Software development has been done manually for decades, but with how technology has evolved this could change in the future. The fundamental method for explicit programming has remained the same over the years: profoundly think about a problem, come up with an algorithm, then you give the machine the instructions to execute the plan. This has been essential to the mainframe of phones, computers and helping major companies, like Microsoft, evolve.
Software Development, over the last several decades, has shown a similar pattern to technology evolution. Between the 90’s and early 2000’s, the way software was created and deployed, it did not fundamentally progress despite the growth and transformation to IT that the internet brought. As a result, developers from the 1990’s can recognize the landscape of the tools and processes because it is generally the same, just upgraded. Microsoft for example, created Visual C++ 1.0 in 1993 and it has now rebranded to Visual Studio as a richer version.
Within this recent decade, development and deployment of software is changing immensely where most project software have some kind of Agile with a decent-test suite. With this, some projects will release new versions multiple times per month and some several times per day. “Moving forward from the old, waterfall style to Continuous Integration (CI), Continuous Deployment (CD) and embracing DevOps, new features are introduced faster, delivering competitive advantage and responding more quickly to user needs” (Greg Law). As a result, software is being produced at an all-time high, but with more software comes more complexity.

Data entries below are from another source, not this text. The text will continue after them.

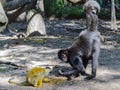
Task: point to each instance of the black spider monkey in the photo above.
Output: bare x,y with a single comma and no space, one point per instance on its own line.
85,48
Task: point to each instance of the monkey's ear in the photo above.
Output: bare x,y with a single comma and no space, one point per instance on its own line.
62,55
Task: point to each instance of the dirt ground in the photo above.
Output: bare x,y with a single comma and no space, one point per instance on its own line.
42,51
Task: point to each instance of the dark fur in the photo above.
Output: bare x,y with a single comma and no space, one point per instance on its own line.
87,47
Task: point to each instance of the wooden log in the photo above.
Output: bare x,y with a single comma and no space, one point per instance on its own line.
35,23
24,8
14,4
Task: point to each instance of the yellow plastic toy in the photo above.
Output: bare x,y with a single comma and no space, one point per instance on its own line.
36,76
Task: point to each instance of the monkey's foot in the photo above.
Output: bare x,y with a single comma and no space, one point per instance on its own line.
85,74
90,77
69,75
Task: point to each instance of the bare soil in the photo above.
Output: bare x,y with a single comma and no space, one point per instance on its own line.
42,51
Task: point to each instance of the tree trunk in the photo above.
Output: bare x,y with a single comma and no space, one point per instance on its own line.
113,16
3,18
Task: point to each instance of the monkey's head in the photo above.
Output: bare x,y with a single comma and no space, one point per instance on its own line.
92,5
62,55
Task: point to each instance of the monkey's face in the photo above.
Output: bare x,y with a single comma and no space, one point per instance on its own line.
94,10
62,55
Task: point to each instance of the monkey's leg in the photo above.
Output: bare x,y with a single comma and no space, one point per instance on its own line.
94,61
69,74
77,63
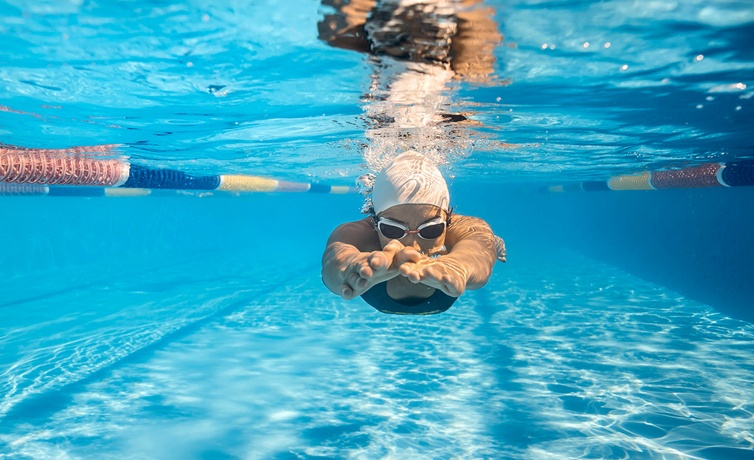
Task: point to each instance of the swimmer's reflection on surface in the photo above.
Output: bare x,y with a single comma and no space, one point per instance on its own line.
416,50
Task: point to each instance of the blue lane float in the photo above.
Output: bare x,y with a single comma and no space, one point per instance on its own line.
141,177
35,172
738,173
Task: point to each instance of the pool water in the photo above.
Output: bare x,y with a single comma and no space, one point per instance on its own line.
196,325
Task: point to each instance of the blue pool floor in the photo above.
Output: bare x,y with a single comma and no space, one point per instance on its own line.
557,357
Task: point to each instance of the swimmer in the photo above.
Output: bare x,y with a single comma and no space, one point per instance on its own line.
412,255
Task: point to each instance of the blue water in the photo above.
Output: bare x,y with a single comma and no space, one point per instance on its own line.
197,326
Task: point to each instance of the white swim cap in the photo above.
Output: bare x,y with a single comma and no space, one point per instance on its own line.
409,179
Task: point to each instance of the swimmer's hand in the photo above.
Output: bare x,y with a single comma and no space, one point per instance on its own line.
441,273
367,269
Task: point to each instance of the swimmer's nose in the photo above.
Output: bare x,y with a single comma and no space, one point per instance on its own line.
414,243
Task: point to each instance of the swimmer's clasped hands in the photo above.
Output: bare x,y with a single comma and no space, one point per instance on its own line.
368,269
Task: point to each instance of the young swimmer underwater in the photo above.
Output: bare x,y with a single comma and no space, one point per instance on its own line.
412,255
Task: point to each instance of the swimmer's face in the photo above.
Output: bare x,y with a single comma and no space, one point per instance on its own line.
412,216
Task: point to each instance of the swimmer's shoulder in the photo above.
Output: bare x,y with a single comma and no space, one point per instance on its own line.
464,226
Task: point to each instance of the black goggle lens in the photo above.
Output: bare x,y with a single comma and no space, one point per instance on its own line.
391,231
431,232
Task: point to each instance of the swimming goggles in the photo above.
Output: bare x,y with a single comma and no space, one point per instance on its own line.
395,230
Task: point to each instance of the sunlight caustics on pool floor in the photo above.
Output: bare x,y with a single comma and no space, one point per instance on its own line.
575,360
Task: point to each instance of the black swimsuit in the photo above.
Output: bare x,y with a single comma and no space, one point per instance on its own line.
378,298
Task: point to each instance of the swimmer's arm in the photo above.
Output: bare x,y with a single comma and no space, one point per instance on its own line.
472,248
347,243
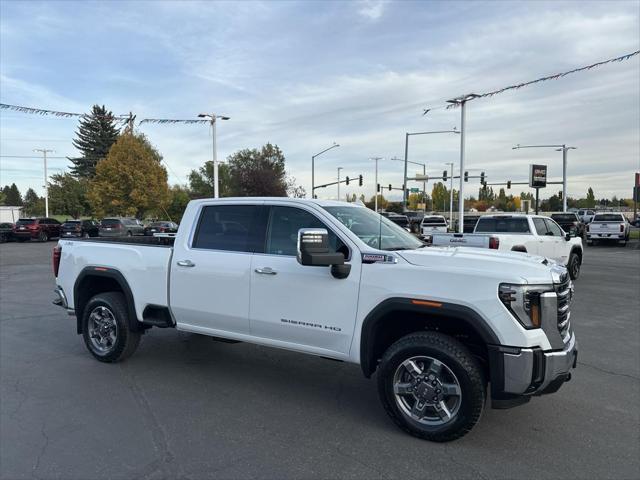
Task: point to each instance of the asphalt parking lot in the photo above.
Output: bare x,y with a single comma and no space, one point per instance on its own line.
185,406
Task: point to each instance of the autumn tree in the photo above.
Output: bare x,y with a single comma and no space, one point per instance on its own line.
33,204
68,195
130,181
97,132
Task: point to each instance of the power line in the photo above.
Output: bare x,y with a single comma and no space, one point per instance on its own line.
555,76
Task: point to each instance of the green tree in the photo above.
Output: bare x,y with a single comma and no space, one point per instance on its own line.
97,132
131,180
258,172
12,195
68,195
33,204
591,199
201,181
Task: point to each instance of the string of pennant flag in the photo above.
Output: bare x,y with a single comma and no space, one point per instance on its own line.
452,104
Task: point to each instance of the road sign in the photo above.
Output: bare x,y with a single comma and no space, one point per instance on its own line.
538,176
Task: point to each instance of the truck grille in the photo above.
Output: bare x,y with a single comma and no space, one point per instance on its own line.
564,292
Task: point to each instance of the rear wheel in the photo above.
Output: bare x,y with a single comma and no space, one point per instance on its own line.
105,328
431,386
574,265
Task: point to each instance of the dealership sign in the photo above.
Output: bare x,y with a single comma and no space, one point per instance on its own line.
538,176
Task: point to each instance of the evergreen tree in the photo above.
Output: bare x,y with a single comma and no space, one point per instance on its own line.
12,195
96,133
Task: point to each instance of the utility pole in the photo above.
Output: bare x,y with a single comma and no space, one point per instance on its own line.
376,183
406,156
313,168
212,120
44,152
559,148
462,101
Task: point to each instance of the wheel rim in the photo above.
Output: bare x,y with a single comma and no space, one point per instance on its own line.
103,329
427,391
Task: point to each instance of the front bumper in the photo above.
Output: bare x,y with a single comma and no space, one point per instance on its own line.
519,373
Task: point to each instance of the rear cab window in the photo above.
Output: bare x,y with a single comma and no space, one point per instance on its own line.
232,228
502,225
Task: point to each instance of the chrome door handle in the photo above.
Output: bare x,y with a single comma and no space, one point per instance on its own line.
266,271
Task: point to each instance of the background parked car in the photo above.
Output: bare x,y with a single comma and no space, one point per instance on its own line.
570,223
80,228
120,227
160,227
41,229
6,232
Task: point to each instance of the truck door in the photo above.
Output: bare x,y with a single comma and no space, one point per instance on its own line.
211,271
302,305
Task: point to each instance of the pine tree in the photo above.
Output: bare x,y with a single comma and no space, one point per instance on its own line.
96,133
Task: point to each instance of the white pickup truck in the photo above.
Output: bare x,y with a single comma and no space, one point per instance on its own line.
531,234
439,327
608,226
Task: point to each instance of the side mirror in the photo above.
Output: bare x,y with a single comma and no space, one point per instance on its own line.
313,248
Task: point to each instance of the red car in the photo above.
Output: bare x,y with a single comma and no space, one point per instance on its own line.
36,228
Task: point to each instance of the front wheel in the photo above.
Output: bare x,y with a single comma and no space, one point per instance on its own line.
105,328
431,386
574,265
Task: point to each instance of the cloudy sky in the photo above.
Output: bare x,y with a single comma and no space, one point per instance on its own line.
305,74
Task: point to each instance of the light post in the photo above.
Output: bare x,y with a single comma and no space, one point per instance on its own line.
44,152
559,148
424,182
313,159
213,117
406,153
375,201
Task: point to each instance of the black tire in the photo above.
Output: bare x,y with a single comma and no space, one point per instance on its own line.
458,360
126,341
573,265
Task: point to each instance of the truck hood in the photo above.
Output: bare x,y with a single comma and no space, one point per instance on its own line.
508,266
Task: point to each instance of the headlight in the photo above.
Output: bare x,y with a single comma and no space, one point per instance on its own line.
523,301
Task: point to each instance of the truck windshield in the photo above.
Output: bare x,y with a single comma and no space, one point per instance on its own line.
502,225
375,230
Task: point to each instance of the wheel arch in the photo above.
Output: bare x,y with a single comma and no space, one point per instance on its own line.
382,327
93,280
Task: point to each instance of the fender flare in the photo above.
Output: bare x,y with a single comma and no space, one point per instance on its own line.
464,314
111,273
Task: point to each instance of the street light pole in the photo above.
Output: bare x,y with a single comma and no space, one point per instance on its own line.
213,117
375,201
559,148
313,167
44,152
406,156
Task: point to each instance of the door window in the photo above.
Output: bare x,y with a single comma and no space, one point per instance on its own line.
541,227
235,228
553,227
282,234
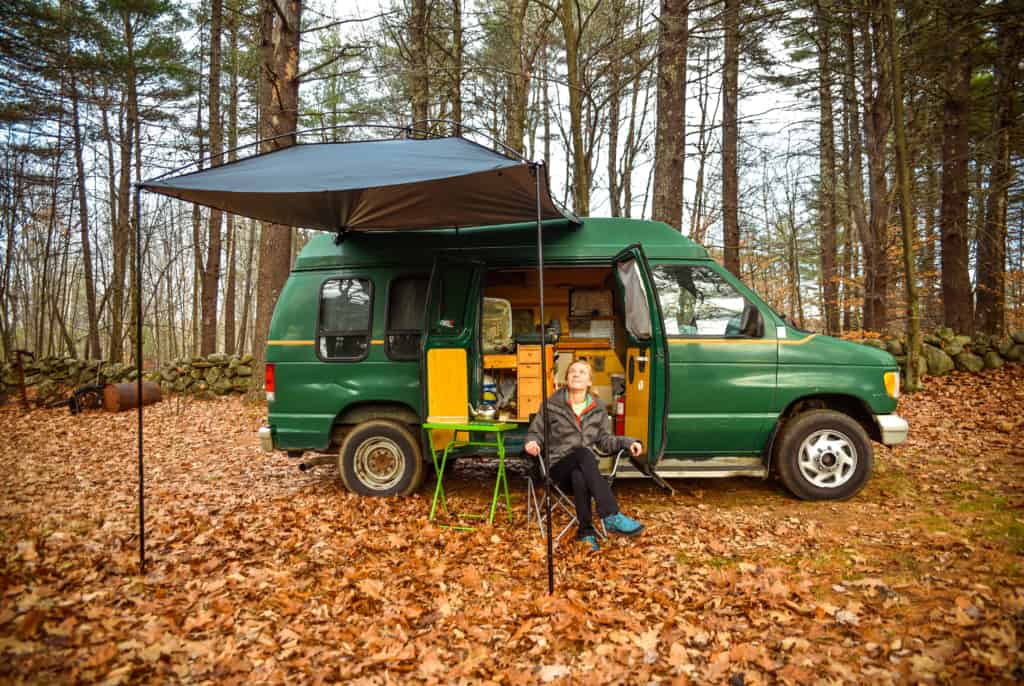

Test Driven Development (TDD) and CI mean more testing and with more testing comes more test failures. Most of the failures can be benign, but with the number of tests that need to be run, there is not always time to investigate them all. However, somewhere in those failures is one that matters and will affect the entirety of the production. These problems are essentially the sub-problem to a wider issue that the software being created is extremely complicated. The software engineering profession has advanced, especially over the past decade. Although, software developer teams need to find more ways to understand the software more into what it did rather than what they would it would do. This can be done more easily now with the number of new technologies and tools available where they understand the coding better to quickly identify testing and production.
New technologies exclusively impact our daily lives – if you need think about your full day, you have an interaction with at least two technologies each day. Together, they represent the many changes in how we think about software development and how it has advanced. Artificial Intelligence (AI) has outperformed traditional software across a wide array of tasks and may finally deliver the intelligent systems that have confounded computer scientists. Despite the deep learning hype, many observers miss the biggest reason to stay positive about the future: it will require coders to write very little actual code. With AI in place, developers will no longer need to design a unique algorithm for each problem and be able to generate datasets that reflect behavior while managing the training process. We are heading in the direction where most coders will be teaching computers to write their own program, rather than creating the code themselves.
I bet you’re wondering, what exactly does the future hold for software development? These 4 things are what we must look forward to and expect in the near future:
- Programming and data science will progressively congregate. Most software will now depend on data models to provide core thought abilities and clear logic to interact with users and understand results. The question of deciding between AI or traditional approach will increasingly be a thought. Some systems will end up requiring both.
- AI practitioners will make a difference. AI is a difficult task and AI developers will be one of the most valuable resources for software companies in the future. Demand for traditional codes will not decline but those wanting to remain in the forefront must begin to experiment with AI.
- The AI toolchain needs to be constructed. As stated by Matt Bornstein, Gil Arditi said “Machine learning is in the primordial soup phase. It’s similar to database in the early ‘80s or late ‘70s. You really had to be a world’s expert to get these things to work.” AI models are difficult to explain and the tools to address that issue will reveal potential AI developers.
- Become content with unpredictable behavior. As AI is still in the beginning stages of development, many need to understand the possible outcomes that it can withhold. AI acts as a living, breathing system and new tooling will make them behave more like explicit programs, mainly in safety-critical settings.
No technology or technique will make problems with software development go away but what is to come in the next generation of tools, will surely help.